Frauen, die sich aktiv und aus scheinbar eigener Intention für eine Schönheitsoperation entscheiden, können dieses noch so sehr mit dem Hintergedanken machen, ihren ganz persönlichen Ansprüchen gerecht zu werden. Doch es hat nicht mehr viel mit Feminismus zu tun, wenn Frauen für viel Geld und mit Schmerzen verbundenen Prozessen einem Ideal nacheifern, as in erster Linie dem Ideal der Incel-Bewegung entspricht.

Sich als Frau aus eigenem Bestreben für etwas zu entscheiden ist gut und genau das, worauf der Feminismus abzielt. Aber wir Frauen müssen aufhören, jede Maßnahme, jede Aktivität und jede Tätigkeit von Frauen als Akt des Feminismus zu verkaufen. Feministische Handlungen helfen dabei, das Patriarchat abzuschaffen. Und dazu gehört eben nicht, dieses indirekt zu unterstützen. Mit Schönheits-OPs und dem damit künstlich erzeugten Ideal eines Frauenkörpers werden die Ansprüche der männlichen Vorherrschaft nicht widerlegt, sondern reproduziert.

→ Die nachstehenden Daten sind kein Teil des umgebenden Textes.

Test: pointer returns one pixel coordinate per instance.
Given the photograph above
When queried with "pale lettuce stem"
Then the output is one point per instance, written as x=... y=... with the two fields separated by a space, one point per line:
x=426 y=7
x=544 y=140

Nicht alles, was Frauen tun, ist automatisch feministisch. Feminismus ist mittlerweile so stark in unserer Gesellschaft und unserem Alltag angekommen, dass viele dazu neigen, ihn überall zu suchen und zu sehen. Dass Feminismus salonfähig geworden ist, ist eine große Errungenschaft. Aber es geht nach wie vor um Gleichberechtigung. Mit dem Bestreben nach einem durch chirurgische Eingriffe perfektionierten Körper wird diese nicht erreicht, sondern verhindert. Der Feminismus hat nach wie vor einen langen Weg vor sich, denn wir leben immer noch in einem Patriarchat. Und das bedeutet, dass bestimmte Handlungen von Frauen auch nach wie vor einen bestimmten männlichen Blick unterstützen.